We finally found the hot wind coming out of our black hole

In a groundbreaking discovery, astronomers have detected hot gas winds emanating from our galaxy’s supermassive black hole, Sagittarius A* (Sgr A*), for the first time. This finding could provide insight into the enigmatic period of inactivity exhibited by Sgr A*.

Unlike many active supermassive black holes found at the centers of other galaxies, which emit energetic jets of radiation, Sgr A* is relatively quiet. This has led to intrigue among scientists about the mechanism behind its subdued activity. Supermassive black holes are theorized to emit winds—hot gas streams that emerge from regions near their event horizons, where matter is heated drastically as it spirals inward.

Despite the anticipation surrounding these winds since the 1970s, no definitive detection had been made around Sgr A*. This is largely attributed to the complex environment surrounding the black hole, a congested mix of stars, dust, and gas forming the circumnuclear disc (CND).

Mark Gorski and Elena Murchikova from Northwestern University have utilized the Atacama Large Millimeter/submillimeter Array (ALMA) in Chile to conduct a more refined study of the CND. Their research unveiled expanses of cold gas where none were anticipated, alongside a distinct cone of hot gas that seemingly represents the elusive winds predicted in earlier models.

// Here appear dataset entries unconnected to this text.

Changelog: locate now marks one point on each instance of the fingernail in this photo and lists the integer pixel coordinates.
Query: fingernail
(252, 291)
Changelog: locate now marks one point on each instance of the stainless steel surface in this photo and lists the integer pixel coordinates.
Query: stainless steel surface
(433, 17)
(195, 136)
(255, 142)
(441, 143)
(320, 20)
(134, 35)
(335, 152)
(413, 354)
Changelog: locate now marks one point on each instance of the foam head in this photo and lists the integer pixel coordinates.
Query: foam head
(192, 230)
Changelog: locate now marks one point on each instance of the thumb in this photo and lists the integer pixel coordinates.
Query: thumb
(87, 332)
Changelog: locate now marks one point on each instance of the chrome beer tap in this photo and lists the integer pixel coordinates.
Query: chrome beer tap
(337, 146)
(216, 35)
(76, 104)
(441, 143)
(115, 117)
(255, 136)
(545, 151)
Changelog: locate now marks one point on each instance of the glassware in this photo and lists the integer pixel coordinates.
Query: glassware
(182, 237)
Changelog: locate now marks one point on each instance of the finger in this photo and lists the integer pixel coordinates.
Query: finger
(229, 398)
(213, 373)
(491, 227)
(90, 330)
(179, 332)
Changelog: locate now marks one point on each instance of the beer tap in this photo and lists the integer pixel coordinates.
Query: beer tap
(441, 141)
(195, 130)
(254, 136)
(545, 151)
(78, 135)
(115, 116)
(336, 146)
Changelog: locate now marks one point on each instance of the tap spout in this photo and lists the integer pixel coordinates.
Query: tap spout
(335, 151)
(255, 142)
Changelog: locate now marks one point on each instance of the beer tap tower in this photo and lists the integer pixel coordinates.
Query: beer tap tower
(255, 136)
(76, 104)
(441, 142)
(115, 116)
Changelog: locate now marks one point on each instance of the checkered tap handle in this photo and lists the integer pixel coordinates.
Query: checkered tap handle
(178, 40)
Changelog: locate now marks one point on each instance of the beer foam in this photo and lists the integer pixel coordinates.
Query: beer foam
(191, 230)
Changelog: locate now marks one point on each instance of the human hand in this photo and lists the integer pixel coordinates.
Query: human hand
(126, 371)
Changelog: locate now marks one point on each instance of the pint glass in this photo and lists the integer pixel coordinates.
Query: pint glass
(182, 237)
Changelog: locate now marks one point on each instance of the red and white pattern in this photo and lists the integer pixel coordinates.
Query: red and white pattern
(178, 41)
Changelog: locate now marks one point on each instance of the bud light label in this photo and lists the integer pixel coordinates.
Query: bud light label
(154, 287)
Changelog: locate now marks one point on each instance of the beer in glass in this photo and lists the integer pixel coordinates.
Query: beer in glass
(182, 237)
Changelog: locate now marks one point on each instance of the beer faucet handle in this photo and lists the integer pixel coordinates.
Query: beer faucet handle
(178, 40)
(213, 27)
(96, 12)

Gorski expressed surprise at the presence of cold gas in this area, stating, “The conventional wisdom was that there was no point searching for it as it likely didn’t exist. When I presented this image to my colleague, I said, ‘We need to focus on this, as it has been a 50-year-old problem.’”

Over the course of five years, the team gathered extensive observations of the innermost CND, achieving a resolution 100 times sharper than past studies. They modeled the variability of Sgr A*’s light and subtracted it from the faint light of the cold gas, which allowed them to identify a clear region devoid of cold gas. When overlaid with existing X-ray data—emissions stemming from hot gases—they discovered a striking correlation between the two.

Calculating the energy required to expel hot gas through this newly identified cone revealed a staggering output equivalent to approximately 25,000 solar masses. This indicates that the hot gas must originate from Sgr A* itself, dismissing other potential sources like nearby stars or supernovae. Gorski concluded, “The energy necessary implies the presence of a black hole and that it produces a wind.”

Historically, astronomers have observed enormous gas bubbles, known as Fermi bubbles, extending above and below the galactic plane, suggesting that Sgr A* may have previously emitted jets of material. However, the re-emergence of these jets remains uncertain. Understanding this newly discovered wind may aid us in deciphering Sgr A*’s inactivity and contribute to our understanding of black hole development stages.

Ziri Younsi from University College London remarked on the excitement surrounding the potential implications of this discovery. If confirmed, it might reveal critical information regarding the black hole, such as its spin direction. Astronomers have traditionally assumed that Sgr A* spins perpendicular to the Milky Way’s plane, implying that it would be seen edge-on. Yet, images captured by the Event Horizon Telescope in 2022 suggested it appeared face-on, a finding that remains inconclusive.

“Sgr A*’s mass is precisely determined, but its inclination angle is not well-constrained, making it effectively variable. Investigating the origin of matter streams, if this result proves reliable, is thrilling. It could provide vital clues regarding the direction from which material flows into the black hole,” Younsi elaborated. This research has potential implications for our broader understanding of the Milky Way’s evolution.